どんな人でも自分より劣っている部分があるのだから、舐められないように粗探しをして人を見下し、自分のプライドを保っていこうと考えるのが雅彦の価値観だった。
別に清人は自分の価値観が絶対に正しいなどとは思っていなかった。あくまで自分の『信念』の問題であって、他の人から理解されなくても(それどころか罵倒と嘲笑を受けたとしても)、別に構わないと思っていた。
ただ、自分にとって一番近しい存在である『親』が、自分とはまるで違う価値観だという事実に清人は何とも言えぬ寂しさを感じた。

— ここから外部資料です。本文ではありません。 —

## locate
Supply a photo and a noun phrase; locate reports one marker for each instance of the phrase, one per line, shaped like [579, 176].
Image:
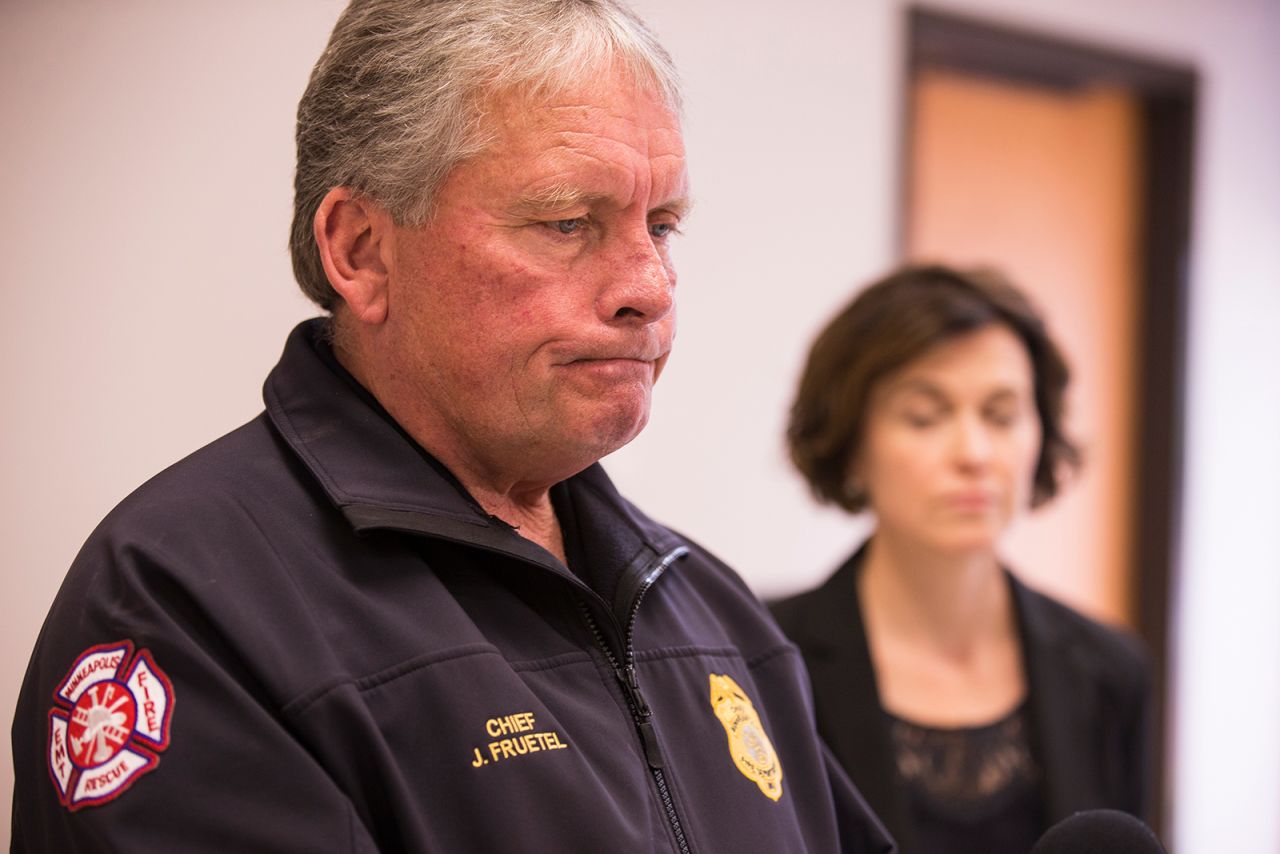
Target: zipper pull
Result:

そんなことを考えていると、清人は少し上の空になった。
「おい清人、聞いてんのか」
雅彦は少し怒り気味に言った。清人はハッとして
「ああ、ごめん……」とだけ答えた。
「……まあ良い。別にこんな話をしたかった訳じゃない」
雅彦は腕を組み、清人のことをじっと見つめた。
清人は父からじっと見つめられるのは苦手だった。そのギョロっとした目で、じっくり品定めをされるような、どこか嘲笑を帯びた視線を向けられるのはとても良い気がしなかった。
「なあ清人……」
「何?」
「お前、彼女できたか?」
清人はドキッとした。父の口から、こんな言葉を耳にしたのは初めてだった。